Monday, December 3, 2007

Miami to revamp most enrolled courses

Though still in its beginning stages, Miami University has already begun to implement the Top 25 initiative – a program that works to revamp and reorganize some of the University’s most popular classes.

Despite its name, the Top 25 program works to restructure the 30 most enrolled in classes at Miami in an effort to create more student initiative when it comes to learning, said Jerry Stonewater, project director of the Top 25 program.

Stonewater, a professor of mathematics, tried this “student inquiry” method of teaching in a calculus class.F

“We learn best by doing, not by being told, and if you invent the notion of finding the area under the curve, you own it,” Stonewater said.

For many classes in the Top 25 program, more learning will be expected of students outside of class. Stonewater said he does not anticipate this extra time dedication to be an issue for students because he said that students do not spend enough time studying in the current lecture based format.

“In class time is more freed up for you to work on solving problems, working with other students, giving students feedback,… to do simulations or to do some really interesting simulations people are proposing in different disciplines,” Stonewater said.

The project comes as an echo of Miami President David Hodge’s inaugural address.

“Unfortunately, throughout most of higher education, the common approach to undergraduate education does not engage students as active research agents,” Hodge said. “In my experience, we spend too much time telling students what we think they need to know, and not enough time using their curiosity to drive their learning.”

Marjorie Nadler, professor of communications, is working to implement an accepted proposal to revamp public speaking classes (COM 135).

The class involves students delivering a series of speeches, both planned and impromptu, over the course of the term. According to Nadler, it can be difficult for students to improve their public speaking if there is no good way to go back and review the speech.

With the funding the department received from the accepted proposal, speeches will, beginning in the spring, be recorded with digital video cameras and uploaded to a blackboard website.
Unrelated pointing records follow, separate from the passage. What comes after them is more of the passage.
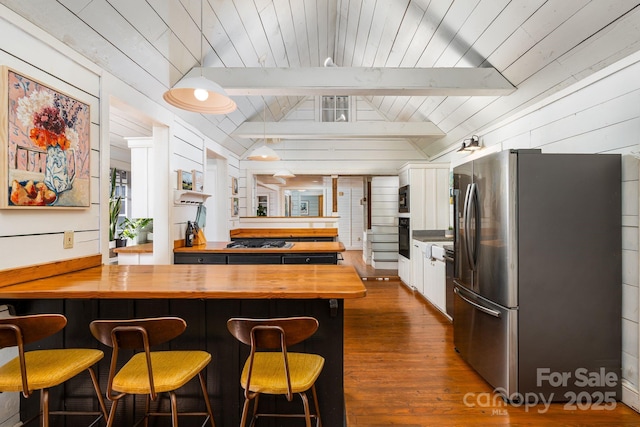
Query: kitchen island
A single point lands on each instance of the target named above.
(205, 296)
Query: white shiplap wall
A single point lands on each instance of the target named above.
(34, 236)
(188, 154)
(602, 115)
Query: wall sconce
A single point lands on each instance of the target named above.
(471, 144)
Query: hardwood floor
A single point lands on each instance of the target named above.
(401, 369)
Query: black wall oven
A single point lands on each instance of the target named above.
(403, 199)
(404, 240)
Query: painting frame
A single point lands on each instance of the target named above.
(185, 180)
(235, 206)
(234, 185)
(304, 208)
(198, 180)
(45, 145)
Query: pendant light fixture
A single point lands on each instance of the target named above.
(197, 93)
(471, 144)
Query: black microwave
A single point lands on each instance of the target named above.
(403, 199)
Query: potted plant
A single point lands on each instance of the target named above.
(131, 228)
(115, 204)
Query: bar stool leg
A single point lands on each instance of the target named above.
(44, 397)
(103, 407)
(315, 402)
(205, 394)
(174, 409)
(307, 414)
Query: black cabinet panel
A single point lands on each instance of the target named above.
(262, 258)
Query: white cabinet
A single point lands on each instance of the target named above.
(417, 265)
(429, 197)
(435, 278)
(404, 270)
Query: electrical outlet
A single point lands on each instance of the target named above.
(68, 240)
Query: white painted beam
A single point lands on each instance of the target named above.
(358, 81)
(331, 130)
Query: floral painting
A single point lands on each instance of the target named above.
(47, 146)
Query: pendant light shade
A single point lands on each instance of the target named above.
(284, 173)
(263, 153)
(200, 95)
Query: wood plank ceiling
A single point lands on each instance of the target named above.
(539, 46)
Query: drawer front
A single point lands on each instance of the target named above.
(255, 259)
(199, 258)
(310, 259)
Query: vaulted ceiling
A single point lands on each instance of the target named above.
(539, 46)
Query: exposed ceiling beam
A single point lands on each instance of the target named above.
(331, 130)
(358, 81)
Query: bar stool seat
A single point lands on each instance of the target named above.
(150, 372)
(171, 370)
(43, 369)
(274, 370)
(269, 375)
(47, 368)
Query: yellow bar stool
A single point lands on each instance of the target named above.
(151, 372)
(277, 371)
(43, 369)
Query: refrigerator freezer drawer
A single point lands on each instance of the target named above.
(485, 335)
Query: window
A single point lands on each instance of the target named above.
(122, 190)
(335, 108)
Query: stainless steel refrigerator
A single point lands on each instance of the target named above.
(538, 278)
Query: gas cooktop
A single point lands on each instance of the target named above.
(264, 244)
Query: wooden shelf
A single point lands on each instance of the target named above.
(188, 197)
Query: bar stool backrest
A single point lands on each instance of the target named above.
(268, 333)
(21, 330)
(127, 334)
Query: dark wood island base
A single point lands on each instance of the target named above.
(206, 296)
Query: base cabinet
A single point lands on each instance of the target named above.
(261, 258)
(404, 270)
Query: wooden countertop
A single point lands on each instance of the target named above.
(196, 282)
(274, 233)
(298, 247)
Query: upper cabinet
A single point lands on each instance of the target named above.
(429, 194)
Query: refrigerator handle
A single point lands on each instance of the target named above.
(474, 204)
(483, 309)
(467, 225)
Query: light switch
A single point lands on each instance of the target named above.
(68, 240)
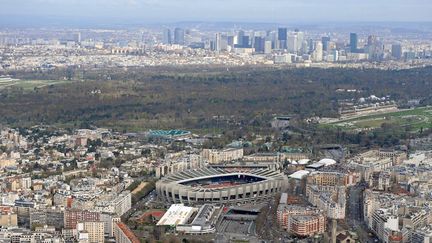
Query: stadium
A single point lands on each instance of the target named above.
(219, 186)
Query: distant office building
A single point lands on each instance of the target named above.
(218, 42)
(179, 36)
(397, 51)
(318, 52)
(282, 34)
(259, 44)
(267, 47)
(325, 41)
(353, 42)
(282, 38)
(167, 40)
(292, 43)
(78, 37)
(242, 40)
(300, 39)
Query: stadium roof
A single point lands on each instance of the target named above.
(208, 172)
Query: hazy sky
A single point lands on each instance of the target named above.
(226, 10)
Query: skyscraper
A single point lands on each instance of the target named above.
(318, 52)
(282, 37)
(325, 40)
(179, 36)
(218, 42)
(282, 34)
(259, 44)
(292, 45)
(167, 40)
(397, 51)
(353, 42)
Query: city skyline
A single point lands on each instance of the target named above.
(151, 11)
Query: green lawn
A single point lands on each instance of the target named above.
(415, 118)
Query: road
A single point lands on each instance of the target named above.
(354, 214)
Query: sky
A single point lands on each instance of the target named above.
(223, 10)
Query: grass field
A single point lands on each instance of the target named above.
(27, 85)
(414, 118)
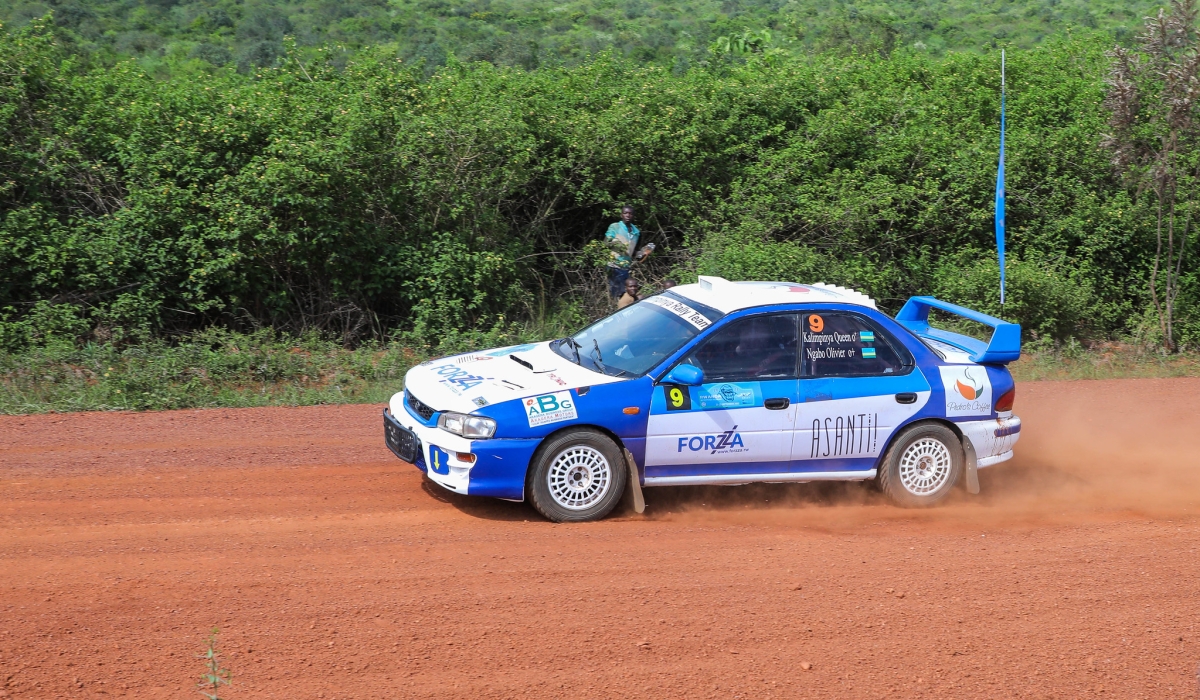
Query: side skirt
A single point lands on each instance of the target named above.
(779, 478)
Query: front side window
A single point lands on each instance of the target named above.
(846, 345)
(756, 348)
(637, 337)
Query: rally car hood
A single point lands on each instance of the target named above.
(471, 381)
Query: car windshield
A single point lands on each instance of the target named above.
(637, 337)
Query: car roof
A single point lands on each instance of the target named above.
(729, 297)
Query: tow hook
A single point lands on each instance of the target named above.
(635, 483)
(972, 466)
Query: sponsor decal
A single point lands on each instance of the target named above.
(845, 435)
(508, 351)
(825, 346)
(457, 380)
(678, 398)
(723, 443)
(467, 359)
(967, 390)
(727, 395)
(550, 408)
(439, 461)
(682, 310)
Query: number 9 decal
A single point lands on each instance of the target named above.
(678, 398)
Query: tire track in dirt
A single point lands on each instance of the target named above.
(336, 572)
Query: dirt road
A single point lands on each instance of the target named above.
(334, 570)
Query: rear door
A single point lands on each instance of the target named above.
(858, 386)
(741, 419)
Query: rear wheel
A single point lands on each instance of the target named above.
(922, 466)
(577, 477)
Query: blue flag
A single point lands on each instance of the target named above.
(1000, 183)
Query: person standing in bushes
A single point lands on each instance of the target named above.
(630, 295)
(622, 240)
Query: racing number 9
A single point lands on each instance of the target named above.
(678, 398)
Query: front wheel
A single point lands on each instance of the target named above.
(922, 466)
(577, 477)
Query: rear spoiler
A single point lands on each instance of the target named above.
(1006, 337)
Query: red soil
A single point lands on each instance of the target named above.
(334, 570)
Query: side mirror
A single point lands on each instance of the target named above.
(685, 375)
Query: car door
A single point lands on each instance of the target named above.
(858, 386)
(741, 419)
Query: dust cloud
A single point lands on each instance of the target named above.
(1089, 450)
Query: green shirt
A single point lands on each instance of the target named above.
(622, 240)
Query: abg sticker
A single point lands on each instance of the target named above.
(550, 408)
(678, 398)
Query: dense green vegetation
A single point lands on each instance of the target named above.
(165, 34)
(354, 193)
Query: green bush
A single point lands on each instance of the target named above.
(357, 196)
(1048, 303)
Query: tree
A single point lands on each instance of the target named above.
(1151, 99)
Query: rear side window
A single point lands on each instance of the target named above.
(846, 345)
(756, 348)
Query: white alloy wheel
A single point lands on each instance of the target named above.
(579, 477)
(925, 466)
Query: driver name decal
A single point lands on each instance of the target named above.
(550, 408)
(682, 310)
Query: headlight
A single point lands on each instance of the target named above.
(467, 425)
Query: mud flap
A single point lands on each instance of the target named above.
(635, 483)
(971, 467)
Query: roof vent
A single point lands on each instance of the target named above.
(708, 283)
(850, 294)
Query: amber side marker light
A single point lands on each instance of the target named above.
(1006, 401)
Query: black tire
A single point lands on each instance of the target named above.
(922, 466)
(576, 477)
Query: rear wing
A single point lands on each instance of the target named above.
(1006, 337)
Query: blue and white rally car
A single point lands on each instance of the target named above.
(717, 383)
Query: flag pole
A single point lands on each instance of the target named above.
(1000, 183)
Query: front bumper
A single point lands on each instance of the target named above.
(437, 452)
(993, 440)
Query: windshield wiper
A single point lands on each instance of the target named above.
(575, 345)
(598, 357)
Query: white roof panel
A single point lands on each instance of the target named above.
(727, 297)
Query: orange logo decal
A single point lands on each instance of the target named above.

From there, students and professors will be able to go back and review the speech and even add commentary that plays during the speech.
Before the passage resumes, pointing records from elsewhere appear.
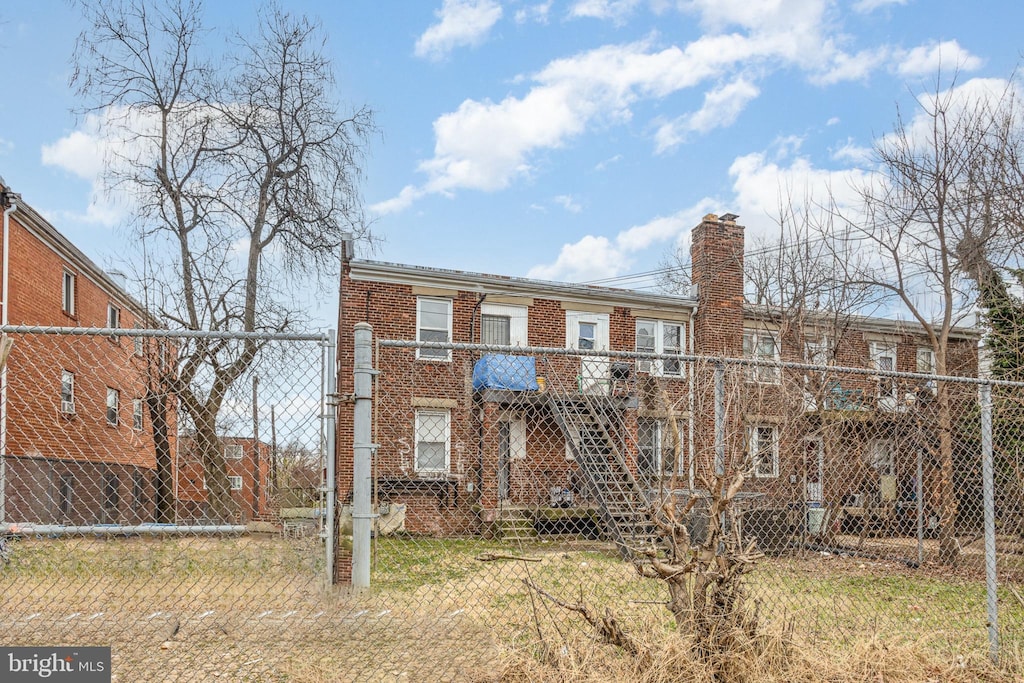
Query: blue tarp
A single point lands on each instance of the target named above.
(515, 373)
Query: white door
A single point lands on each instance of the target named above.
(814, 464)
(585, 331)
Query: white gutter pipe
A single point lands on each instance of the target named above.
(4, 318)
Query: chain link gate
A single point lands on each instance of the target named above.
(513, 487)
(194, 558)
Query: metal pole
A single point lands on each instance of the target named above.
(330, 411)
(719, 419)
(988, 496)
(919, 495)
(361, 455)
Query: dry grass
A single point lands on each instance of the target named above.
(254, 609)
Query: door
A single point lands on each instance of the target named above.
(814, 465)
(587, 331)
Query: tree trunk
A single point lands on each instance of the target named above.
(156, 402)
(948, 549)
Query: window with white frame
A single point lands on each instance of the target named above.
(659, 447)
(884, 360)
(926, 366)
(503, 325)
(68, 392)
(433, 324)
(762, 345)
(882, 456)
(763, 446)
(113, 403)
(433, 440)
(68, 293)
(664, 338)
(136, 414)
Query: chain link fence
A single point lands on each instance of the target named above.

Nadler said she is confident the digitalization technique will work well as several grad students in the communications department have already begun doing this on an experimental basis.

Although the students enrolled in COM 135 have only delivered two speeches this semester, Nadler said she is already seeing improvement over the old system.
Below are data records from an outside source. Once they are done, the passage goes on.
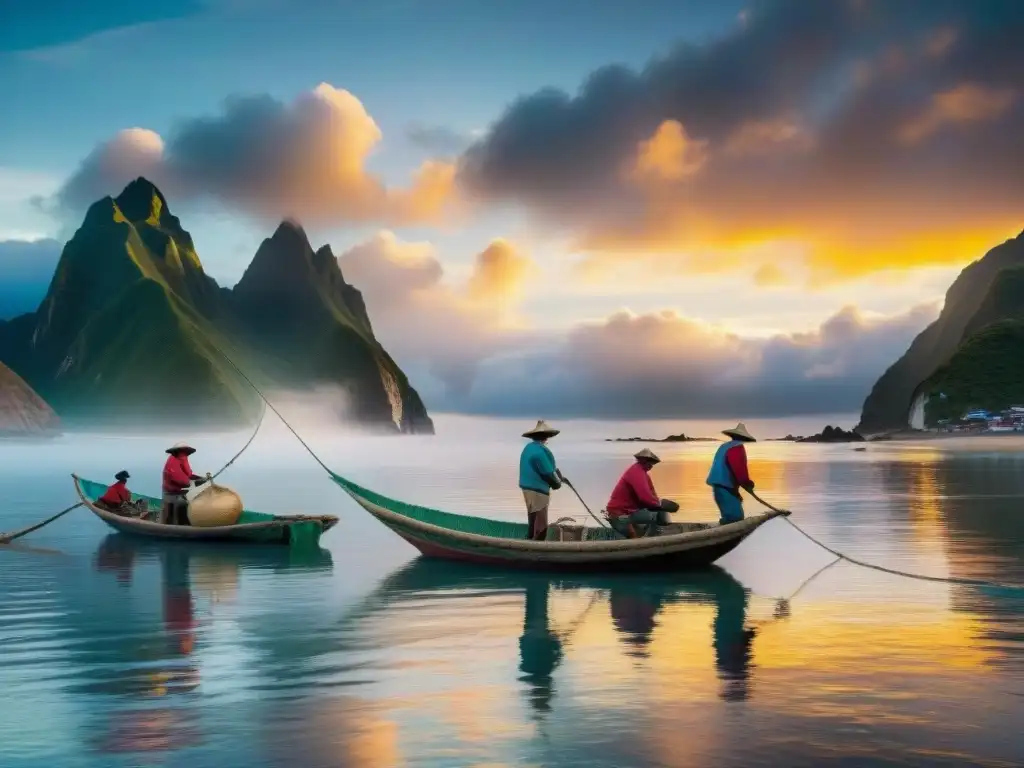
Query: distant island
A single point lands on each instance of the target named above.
(23, 413)
(967, 360)
(828, 434)
(671, 438)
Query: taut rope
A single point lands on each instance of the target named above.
(8, 538)
(883, 568)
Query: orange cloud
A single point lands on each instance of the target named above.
(964, 104)
(818, 147)
(760, 136)
(670, 155)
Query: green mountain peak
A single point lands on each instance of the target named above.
(131, 327)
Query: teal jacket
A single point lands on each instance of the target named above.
(537, 468)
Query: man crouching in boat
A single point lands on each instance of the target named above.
(177, 477)
(728, 474)
(538, 477)
(117, 498)
(634, 499)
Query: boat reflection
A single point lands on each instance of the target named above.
(144, 660)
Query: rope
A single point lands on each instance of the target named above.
(8, 538)
(895, 571)
(268, 404)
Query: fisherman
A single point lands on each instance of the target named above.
(634, 499)
(177, 477)
(117, 498)
(728, 474)
(538, 477)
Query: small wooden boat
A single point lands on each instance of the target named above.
(444, 535)
(254, 527)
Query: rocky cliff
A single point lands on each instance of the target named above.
(971, 305)
(132, 328)
(23, 413)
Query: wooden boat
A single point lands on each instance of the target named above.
(254, 527)
(677, 547)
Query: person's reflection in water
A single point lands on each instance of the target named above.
(732, 640)
(634, 612)
(133, 728)
(540, 648)
(179, 612)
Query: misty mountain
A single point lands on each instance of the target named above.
(131, 328)
(988, 292)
“What we’re seeing in the pilot program is the progress is much greater and much faster,” Nadler said. “We’re seeing a bigger leap between the first and second speech.”

The accepted proposal also calls for a communication web for COM 135 instructors.

As Nadler explained, most of the classes in the Top 25 program are large lecture halls, so the change only affects a small number of instructors. Due to the nature of the public speaking courses, however, the classes only enroll 24-26 students per section.

“We don’t always have the intereaction among the three campuses and among the faculty,” Nadler said. “(But, with the new system,) instructors, no matter where they are will have access to new approaches and what we are doing.”

Nadler said she hopes that instructors will be able to effectively share anything from lesson plans to new concepts to new techniques for teaching the course.

The other six courses whose Top 25 proposals were accepted as of April of 2007 include, CSA 141 and CSA 148 - Personal Computer Application and Business Computing, GEO 101 – Global Forces, Local Diversity, MIS 235 – Making Information Systems Fun, From a Students' Perspective, PSY 111 – Introduction to Psychology, MKT 291 – Principles of Marketing and THE 191 – Theatre Appreciation.

Stonewater said that despite the new learning techniques, retraining of instructors will not be necessary, although a summer workshop is in planning.